Picasso no ha pintado a la realidad: ha
pintado el amor a la realidad y el horror a ser reales. Para él la realidad
nunca fue bastante real: siempre le pidió más. Por eso la hirió y la acarició,
la ultrajó y la mató. Por eso la resucitó. Su negación fue un abrazo mortal.

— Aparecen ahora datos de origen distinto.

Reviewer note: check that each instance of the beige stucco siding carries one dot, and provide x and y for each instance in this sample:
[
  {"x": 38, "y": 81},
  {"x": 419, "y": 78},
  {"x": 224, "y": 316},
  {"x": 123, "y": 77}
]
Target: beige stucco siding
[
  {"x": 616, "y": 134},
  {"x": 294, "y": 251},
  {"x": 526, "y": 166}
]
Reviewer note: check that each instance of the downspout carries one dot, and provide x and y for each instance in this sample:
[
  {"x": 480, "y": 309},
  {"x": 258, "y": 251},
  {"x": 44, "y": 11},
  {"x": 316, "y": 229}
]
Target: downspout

Fue un pintor sin más allá, sin otro
mundo, salvo el más allá del cuerpo que es, en verdad, un más acá. En eso radica su gran fuerza y su gran limitación... En
sus agresiones en contra de la figura humana, especialmente la femenina,
triunfa siempre la línea del dibujo. Esa línea es un cuchillo que destaza y una
varita mágica que resucita. Línea viva y elástica: serpiente, látigo, rayo;
línea de pronto chorro de agua que se arquea, río que se curva, tallo de álamo,
talle de mujer. La línea avanza veloz por la tela y a su paso brota un mundo de
formas que tienen la antigüedad y la actualidad de los elementos sin historia.
Un mar, un cielo, unas rocas, una arboleda y los objetos diarios y los detritus
de la historia: ídolos rotos, cuchillos mellados, el mango de una cuchara, los manubrios
de la bicicleta. Todo vuelve otra vez a la naturaleza que nunca está quieta y
que nunca se mueve. La naturaleza que, como la línea del pintor, perpetuamente
inventa y borra lo que inventa... ¿Cómo verán mañana esta obra tan rica y
violenta, hecha y deshecha por la pasión y la prisa, por el genio y la
facilidad?
Nota
13. Apollinaire, Un Fantôme de nuées.